San Francisco

4-Man Team Rows From San Francisco to Hawaii in Reported Record Time

Latitude 35 racing team finished the journey in 30 days, 7 hours and 30 minutes

NBC Universal, Inc.

Four men say they have set a new world record for the fastest unaided and unassisted row from San Francisco to Hawaii, completing the journey in just over 30 days.

Jason Caldwell, Duncan Roy, Angus Collings, and Jordan Shuttleworth of the Latitude 35 racing team finished the more than 2,400-nautical mile excursion Wednesday in a time of 30 days, 7 hours and 30 minutes, which they say breaks the previous record of 39 days, 9 hours and 56 minutes set back in 2016.

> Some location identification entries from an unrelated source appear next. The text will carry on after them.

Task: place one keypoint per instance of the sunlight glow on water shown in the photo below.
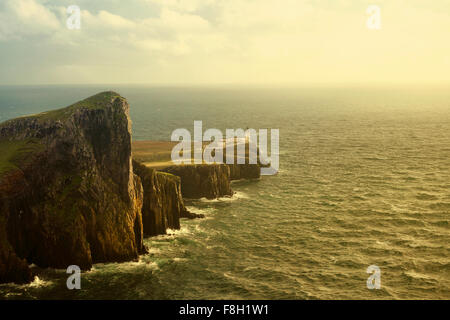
(364, 180)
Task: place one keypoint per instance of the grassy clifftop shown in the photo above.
(16, 151)
(94, 102)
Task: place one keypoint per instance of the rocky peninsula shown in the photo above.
(71, 194)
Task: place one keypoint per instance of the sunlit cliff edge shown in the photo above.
(70, 193)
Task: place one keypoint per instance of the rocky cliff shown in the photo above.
(211, 180)
(163, 202)
(68, 194)
(244, 171)
(202, 180)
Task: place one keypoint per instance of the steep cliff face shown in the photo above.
(68, 194)
(198, 181)
(163, 203)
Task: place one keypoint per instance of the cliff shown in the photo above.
(202, 180)
(244, 171)
(68, 194)
(211, 180)
(163, 204)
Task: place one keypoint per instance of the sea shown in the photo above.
(364, 180)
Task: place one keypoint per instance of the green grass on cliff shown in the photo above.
(15, 153)
(95, 102)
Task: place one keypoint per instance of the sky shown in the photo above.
(196, 42)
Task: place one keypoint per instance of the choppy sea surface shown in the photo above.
(364, 180)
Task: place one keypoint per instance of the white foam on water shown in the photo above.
(236, 196)
(39, 283)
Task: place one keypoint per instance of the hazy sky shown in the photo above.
(224, 41)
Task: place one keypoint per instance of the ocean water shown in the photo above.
(364, 180)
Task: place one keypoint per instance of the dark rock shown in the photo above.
(163, 202)
(67, 189)
(203, 180)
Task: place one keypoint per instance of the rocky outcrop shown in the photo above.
(203, 180)
(68, 194)
(244, 171)
(211, 180)
(163, 202)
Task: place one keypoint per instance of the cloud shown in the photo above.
(231, 40)
(21, 18)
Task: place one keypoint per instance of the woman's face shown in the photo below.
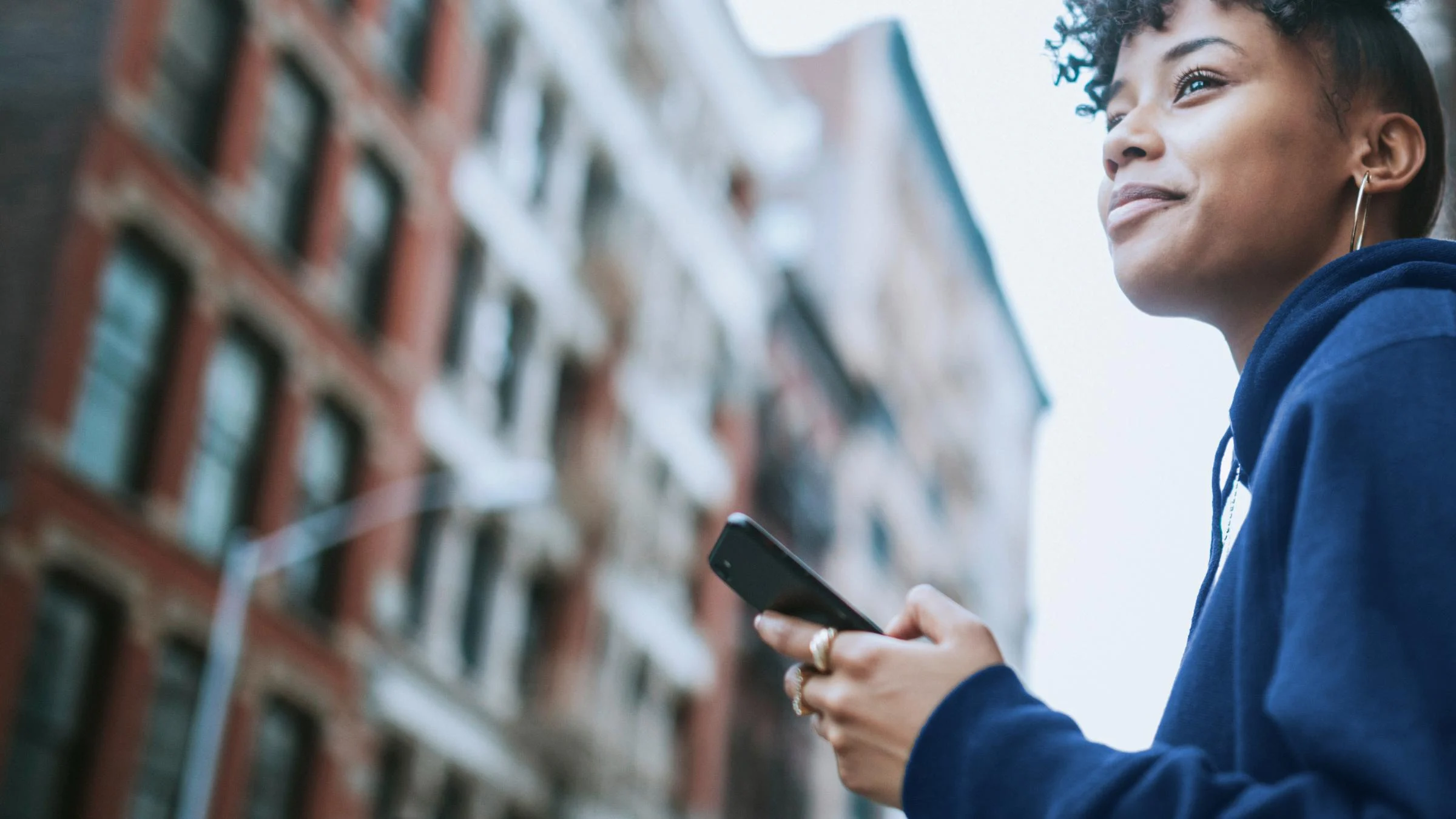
(1227, 174)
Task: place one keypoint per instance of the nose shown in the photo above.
(1133, 139)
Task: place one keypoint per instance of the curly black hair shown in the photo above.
(1366, 47)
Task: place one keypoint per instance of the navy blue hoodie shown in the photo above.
(1320, 678)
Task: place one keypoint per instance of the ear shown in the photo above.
(1392, 150)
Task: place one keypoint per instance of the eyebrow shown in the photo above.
(1185, 49)
(1177, 53)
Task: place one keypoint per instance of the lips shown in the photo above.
(1133, 193)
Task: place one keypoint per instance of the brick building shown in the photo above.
(609, 323)
(896, 430)
(226, 270)
(293, 251)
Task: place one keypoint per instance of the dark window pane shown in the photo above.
(485, 564)
(281, 761)
(599, 200)
(548, 136)
(370, 222)
(541, 613)
(462, 301)
(406, 34)
(392, 781)
(191, 84)
(229, 445)
(571, 397)
(519, 332)
(168, 732)
(326, 464)
(123, 381)
(288, 161)
(500, 56)
(641, 682)
(428, 528)
(56, 723)
(880, 547)
(455, 799)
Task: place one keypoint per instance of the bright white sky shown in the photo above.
(1120, 516)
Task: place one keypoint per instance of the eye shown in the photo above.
(1195, 81)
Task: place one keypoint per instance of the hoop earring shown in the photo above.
(1362, 215)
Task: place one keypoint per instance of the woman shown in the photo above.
(1253, 146)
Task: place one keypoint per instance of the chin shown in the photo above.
(1155, 279)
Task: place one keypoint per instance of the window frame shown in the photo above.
(206, 101)
(300, 774)
(249, 468)
(140, 439)
(299, 191)
(76, 752)
(406, 53)
(484, 575)
(319, 601)
(174, 774)
(368, 289)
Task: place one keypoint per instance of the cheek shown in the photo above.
(1263, 174)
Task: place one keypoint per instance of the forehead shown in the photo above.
(1196, 19)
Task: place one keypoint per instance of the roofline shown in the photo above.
(923, 120)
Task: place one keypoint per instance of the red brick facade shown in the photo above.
(130, 551)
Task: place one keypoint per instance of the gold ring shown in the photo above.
(820, 647)
(798, 693)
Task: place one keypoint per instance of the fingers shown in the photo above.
(931, 614)
(903, 627)
(787, 636)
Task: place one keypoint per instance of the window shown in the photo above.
(288, 161)
(283, 754)
(392, 783)
(428, 530)
(519, 332)
(500, 56)
(541, 615)
(326, 465)
(229, 447)
(485, 564)
(641, 682)
(548, 136)
(124, 374)
(372, 213)
(191, 85)
(174, 704)
(880, 545)
(571, 398)
(455, 798)
(56, 725)
(406, 34)
(462, 301)
(598, 201)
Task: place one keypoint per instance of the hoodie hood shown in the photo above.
(1290, 337)
(1311, 312)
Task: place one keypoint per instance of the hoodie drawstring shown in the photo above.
(1221, 497)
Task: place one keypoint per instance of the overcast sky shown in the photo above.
(1120, 522)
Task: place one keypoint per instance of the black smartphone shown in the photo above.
(770, 579)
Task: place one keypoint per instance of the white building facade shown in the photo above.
(555, 652)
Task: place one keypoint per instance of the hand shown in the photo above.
(881, 690)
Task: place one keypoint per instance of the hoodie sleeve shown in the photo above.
(1365, 684)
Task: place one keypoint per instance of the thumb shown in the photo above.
(929, 614)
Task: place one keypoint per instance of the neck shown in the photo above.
(1244, 324)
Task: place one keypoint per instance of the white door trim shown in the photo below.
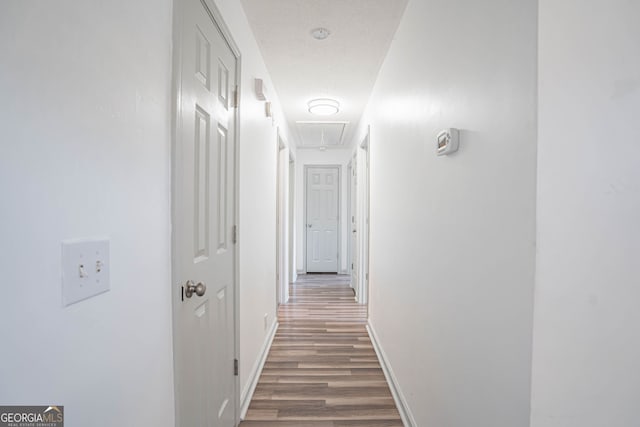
(304, 213)
(364, 220)
(218, 21)
(282, 220)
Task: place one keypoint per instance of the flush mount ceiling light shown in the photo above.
(320, 33)
(323, 106)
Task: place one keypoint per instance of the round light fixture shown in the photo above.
(323, 106)
(320, 33)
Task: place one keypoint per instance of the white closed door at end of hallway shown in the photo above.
(322, 219)
(204, 214)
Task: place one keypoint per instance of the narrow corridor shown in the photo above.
(322, 370)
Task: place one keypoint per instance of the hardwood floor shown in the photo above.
(322, 370)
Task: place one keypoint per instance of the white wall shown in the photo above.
(85, 151)
(306, 157)
(258, 176)
(85, 125)
(453, 238)
(587, 322)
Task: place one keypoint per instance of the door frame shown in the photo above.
(282, 222)
(364, 219)
(293, 273)
(350, 213)
(176, 120)
(304, 213)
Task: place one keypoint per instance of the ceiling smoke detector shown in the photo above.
(320, 33)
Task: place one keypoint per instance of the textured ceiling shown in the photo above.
(343, 67)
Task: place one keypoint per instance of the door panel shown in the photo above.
(354, 225)
(204, 210)
(322, 219)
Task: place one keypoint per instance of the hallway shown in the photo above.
(322, 370)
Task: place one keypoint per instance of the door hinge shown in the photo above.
(236, 97)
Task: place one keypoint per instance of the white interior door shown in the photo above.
(204, 214)
(322, 219)
(353, 228)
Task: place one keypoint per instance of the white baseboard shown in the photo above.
(247, 393)
(398, 397)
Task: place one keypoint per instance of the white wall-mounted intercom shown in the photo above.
(447, 141)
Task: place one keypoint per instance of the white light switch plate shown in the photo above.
(85, 269)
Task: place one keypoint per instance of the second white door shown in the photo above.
(322, 219)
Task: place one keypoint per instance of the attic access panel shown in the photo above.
(321, 133)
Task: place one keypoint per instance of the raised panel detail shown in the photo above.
(202, 352)
(223, 84)
(202, 190)
(329, 252)
(314, 211)
(315, 245)
(222, 188)
(222, 353)
(203, 59)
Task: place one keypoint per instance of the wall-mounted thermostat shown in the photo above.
(447, 141)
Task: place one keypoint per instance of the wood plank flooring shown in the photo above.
(322, 370)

NBC Bay Area reached out to Guinness World Records to confirm the feat but did not immediately hear back.

The four-man crew was part of the Great Pacific Race, a rowing competition that pits two- and four-person teams against one another in identical boats on a solitary journey across the open ocean.

Caldwell said he and his three teammates rowed in two-person, two-hour shifts for the entire trip — 24 hours a day.

"If you’re a team like us that wants to win a race, break the world record perhaps, you’ve got to keep that boat moving at all times," Caldwell said. "We did that nonstop without a single break for these 30 days."

Caldwell said the rowing was the easy part and the two-hour breaks in between were the hardest. That’s when the crew had to find ways to eat, sleep, stay healthy and clean.

"It’s just about maintaining your body," he said. "You’re sleep-deprived, you’re malnourished, you’re dehydrated. You’ve got sores everywhere, stress-fractured ribs. Everyone’s got ailing injuries and they’re just getting worse and worse and worse. You’re basically trying to hold on. Your body is trying to hold on until you get to the finish line."

Caldwell holds other rowing records, including for crossing the Atlantic.

"The Pacific is very much different than the Atlantic. The Atlantic is very consistent," Caldwell said. "But the Pacific is just not consistent at all. It’s much more brutal. Its highs are a lot higher. Its lows are a lot lower."